Estaba de nuevo en el mar de Bering y, tras un amplio viraje hacia el oeste, llegó a la costa septentrional de la gran isla de San Lorenzo y fondeó junto a Sevak, el pueblo situado más al este. Como los indígenas conocían el Corwin, Healy esperaba que fueran a recibirle varias canoas, pero la aldea no daba ninguna señal de vida. Se sentó en la proa del primer bote que desembarcó y descubrió algo que, si bien al principio le dejó desconcertado, en Seguida le sumió en una indescriptible amargura: todos los habitantes de Sevak estaban muertos.
Mientras recorrían la aldea intentando averiguar qué había ocurrido, uno de los marineros observó que no se veía ningún hueso de foca, de morsa o de ballena.
- No tenían nada que comer, señor. Han muerto de inanición.
Pero ¿por qué? No consiguieron resolver el misterio en Sevak, y ni siquiera en Kookoolik, un pueblo más grande en el cual vivían antes muchos nativos: allí también habían muerto todos; tampoco había huesos de foca ni de morsa, aunque encontraron restos de toneles que habían contenido ron y en los que se había destilado melaza. No hallaron la respuesta hasta que el Corwin arribó a Chibukak: dos indígenas de Powooiliak, la aldea de la costa sur que el capitán Schransky no había podido visitar a causa de la tormenta, habían acudido para rebuscar entre las ruinas.
- Mucho ron -les explicaron-. Mucha melaza. Todo julio y agosto, bailar y gozar en la playa. Ningún hombre cazar ballenas en umiaks. Al final ellos venir a pedirnos comida. Nosotros no tener para compartir. Morir todos.
- ¿Quién lo hizo? -preguntó Healy, a gritos, de pie entre los resecos cadáveres.

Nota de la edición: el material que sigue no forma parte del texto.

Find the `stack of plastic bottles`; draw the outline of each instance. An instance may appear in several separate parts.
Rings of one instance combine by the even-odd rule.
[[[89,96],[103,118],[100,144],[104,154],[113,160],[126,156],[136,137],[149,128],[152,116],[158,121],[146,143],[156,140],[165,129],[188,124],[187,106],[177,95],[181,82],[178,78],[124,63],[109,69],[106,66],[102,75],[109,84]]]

- Barco grande y oscuro, capitán muy alto de pelo blanco. Les enseñó melaza, se llevó todo el marfil.
Healy no ordenó a la tripulación que sepultara los cuerpos: eran demasiados. Había sido aniquilada la mayoría de la población de una isla entera, y, al parecer, el responsable estaba fuera de la ley y tenía todo un imperio bajo su dominio, desde el Polo Norte hasta Tahití, desde Lahaina, en Hawai, hasta Cantón, en China. Era más necesario que nunca apresarlo, pues había corrompido a toda una sociedad.

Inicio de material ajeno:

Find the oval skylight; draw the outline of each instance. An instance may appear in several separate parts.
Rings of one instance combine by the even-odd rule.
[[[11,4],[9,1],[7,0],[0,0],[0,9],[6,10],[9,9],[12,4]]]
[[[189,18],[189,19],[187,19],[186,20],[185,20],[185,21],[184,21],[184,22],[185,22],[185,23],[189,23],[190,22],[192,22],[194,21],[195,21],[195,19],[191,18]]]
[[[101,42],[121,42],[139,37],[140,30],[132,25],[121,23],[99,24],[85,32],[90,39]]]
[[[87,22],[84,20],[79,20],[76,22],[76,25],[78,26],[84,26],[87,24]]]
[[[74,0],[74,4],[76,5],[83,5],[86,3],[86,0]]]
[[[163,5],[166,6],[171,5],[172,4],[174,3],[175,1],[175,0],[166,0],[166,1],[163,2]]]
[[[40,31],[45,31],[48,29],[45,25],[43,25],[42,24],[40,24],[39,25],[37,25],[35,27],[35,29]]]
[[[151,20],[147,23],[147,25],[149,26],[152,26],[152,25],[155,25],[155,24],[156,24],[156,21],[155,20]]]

Cuando se acercaba el final del viaje anual de inspección de sus dominios, Healy vio que, hacia el oeste, el Erebus continuaba cazando focas en pleno océano y, aunque con el Corwin no podía competir con Schransky y su Erebus, no hizo caso de las diferencias entre los dos barcos y avanzó hacia él como si quisiera chocar con la embarcación infractora; pero Schransky le evitó fácilmente y se alejó hacia el oeste.
- No será un asqueroso negro quien detenga al Erebus -dijo el capitán a su primer oficial.

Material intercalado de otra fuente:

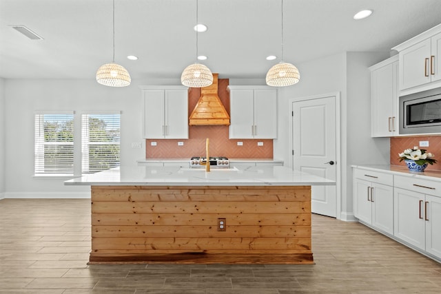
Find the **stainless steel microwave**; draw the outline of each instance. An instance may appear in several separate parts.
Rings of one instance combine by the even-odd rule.
[[[400,97],[400,134],[441,133],[441,88]]]

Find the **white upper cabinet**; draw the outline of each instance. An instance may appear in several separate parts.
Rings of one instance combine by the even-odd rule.
[[[369,67],[371,70],[371,136],[398,134],[398,56]]]
[[[277,138],[277,90],[267,86],[228,86],[230,139]]]
[[[441,86],[441,25],[393,49],[400,56],[400,90],[418,87],[411,91],[417,92]]]
[[[144,98],[144,138],[188,138],[188,88],[141,87]]]

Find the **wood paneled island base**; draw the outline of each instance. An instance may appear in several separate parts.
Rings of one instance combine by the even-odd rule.
[[[311,187],[92,186],[103,262],[312,264]]]

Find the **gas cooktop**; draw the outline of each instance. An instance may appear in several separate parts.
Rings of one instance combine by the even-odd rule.
[[[225,156],[210,156],[209,160],[210,167],[229,167],[229,161]],[[205,156],[193,156],[190,158],[190,168],[204,168],[205,165],[202,165],[202,162],[205,162],[206,161],[207,158]]]

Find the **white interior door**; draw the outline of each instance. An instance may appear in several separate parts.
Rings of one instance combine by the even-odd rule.
[[[336,180],[336,96],[294,101],[292,109],[293,168]],[[312,187],[312,212],[336,218],[336,186]]]

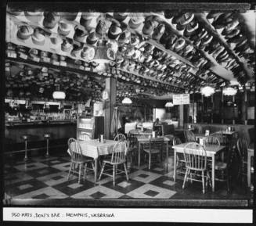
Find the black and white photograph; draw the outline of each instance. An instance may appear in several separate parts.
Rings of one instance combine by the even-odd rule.
[[[5,6],[5,206],[253,208],[255,4]]]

El capitán Michael Healy, el protector de los mares árticos, era un negro estadounidense. De joven, cuando intentaba hacer carrera en Aduanas, se había acostumbrado a llevar un sombrero que le cubría la frente morena y un gran bigote que disimulaba la negrura de alrededor de la boca; muchas personas sólo se daban cuenta de que era negro cuando le conocían desde hacía tiempo.
Su padre, Michael Morris Healy, había sido un duro irlandés propietario de una plantación en Georgia, que se había casado con una encantadora esclava llamada Elisa, con la que tuvo diez hijos, todos de gran belleza y talento. «Es un crimen que unos niños como los nuestros tengan que convertirse en esclavos», decidió Healy; sin embargo, según la ley, así se les consideraría en Georgia en cuanto llegaran a adultos. Por eso, Healy y su esposa se arriesgaron enormemente para conseguir lo imposible: se llevaron de Georgia a sus diez hijos; les inscribieron en escuelas del Norte, dirigidas conjuntamente por cuáqueros y católicos, y les vieron convertirse en los más eminentes hermanos de raza negra de la historia de los Estados Unidos.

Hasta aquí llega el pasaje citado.